I did not reply. I just pulled his gandoura down over his nakedness, over his disarray and humiliation, the way a stage curtain is lowered at the end of a macabre play.
8
IT WASN’T ALL violence in Sidi Moumen. What I’m giving you is a condensed version of eighteen years on a swarming anthill, so obviously it’s a bit turbulent. These sorry episodes leave their mark on a young life. And a young death, too. A death almost without a corpse, because they had to scrape mine off the ground bit by bit. Ironically, they buried Khalil’s remains in with me: a jawbone with teeth missing, two fingers of a right hand, the one that had set off the device, and a foot with its ankle, because we’d had the bright idea of buying identical espadrilles. The burial was a rush job, because clearly he had bigger feet than me. So here we are, resting side by side in the same plot in the shadow of a jujube tree at the back of the cemetery — two boys who never got on. We weren’t entitled to any prayers because no one prays at the graves of suicides.

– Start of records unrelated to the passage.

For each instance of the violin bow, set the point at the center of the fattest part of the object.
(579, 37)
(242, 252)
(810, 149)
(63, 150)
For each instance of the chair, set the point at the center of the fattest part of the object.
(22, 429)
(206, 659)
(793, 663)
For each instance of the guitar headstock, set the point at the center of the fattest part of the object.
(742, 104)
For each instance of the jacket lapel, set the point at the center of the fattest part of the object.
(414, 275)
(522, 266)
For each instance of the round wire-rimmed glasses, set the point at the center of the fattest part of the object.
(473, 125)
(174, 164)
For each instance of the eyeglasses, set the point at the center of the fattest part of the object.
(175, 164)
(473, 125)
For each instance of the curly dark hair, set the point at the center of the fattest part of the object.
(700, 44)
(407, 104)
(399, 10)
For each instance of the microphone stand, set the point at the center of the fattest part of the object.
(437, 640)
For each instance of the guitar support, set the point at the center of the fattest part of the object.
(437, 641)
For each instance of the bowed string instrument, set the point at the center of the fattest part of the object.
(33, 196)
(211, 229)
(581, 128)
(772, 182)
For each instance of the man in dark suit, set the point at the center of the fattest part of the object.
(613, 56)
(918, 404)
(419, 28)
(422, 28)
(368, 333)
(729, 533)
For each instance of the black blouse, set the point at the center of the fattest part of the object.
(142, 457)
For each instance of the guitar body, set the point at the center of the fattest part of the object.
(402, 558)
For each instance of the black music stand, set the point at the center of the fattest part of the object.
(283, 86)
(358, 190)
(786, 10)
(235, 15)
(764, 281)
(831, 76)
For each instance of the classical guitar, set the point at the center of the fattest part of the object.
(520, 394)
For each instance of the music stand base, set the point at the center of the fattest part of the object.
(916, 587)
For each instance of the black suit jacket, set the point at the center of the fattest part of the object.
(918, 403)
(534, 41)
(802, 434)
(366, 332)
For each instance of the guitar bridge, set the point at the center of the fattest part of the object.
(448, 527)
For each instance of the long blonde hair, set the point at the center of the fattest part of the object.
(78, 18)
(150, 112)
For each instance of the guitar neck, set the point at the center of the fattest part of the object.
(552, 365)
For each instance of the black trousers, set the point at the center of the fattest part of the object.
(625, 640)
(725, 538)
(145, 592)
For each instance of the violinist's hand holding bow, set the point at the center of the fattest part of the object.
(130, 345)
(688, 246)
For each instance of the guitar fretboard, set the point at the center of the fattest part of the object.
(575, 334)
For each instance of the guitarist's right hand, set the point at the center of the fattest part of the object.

I can still see my father, my brothers, and the most fearless of the Stars of Sidi Moumen standing round the hole I’d just been lowered into. I say fearless because they knew they wouldn’t escape a second summons to police headquarters. And our police aren’t famous for their compassion. When they nab a suspect somewhere, his whole village gets pulled in. But they wanted to be there. My father, who’d long claimed he couldn’t walk, had followed the pitiful procession on foot. And didn’t budge till the last spadeful. It was as if he’d picked up a few scraps of the life I’d just lost. My older brothers stood next to him, watchful in case his legs gave way. But Father stood firm, his chest thrust out like a soldier’s, barely leaning on the knob of his cane. He was the first to notice Yemma walk in. Yemma, or what remained of her.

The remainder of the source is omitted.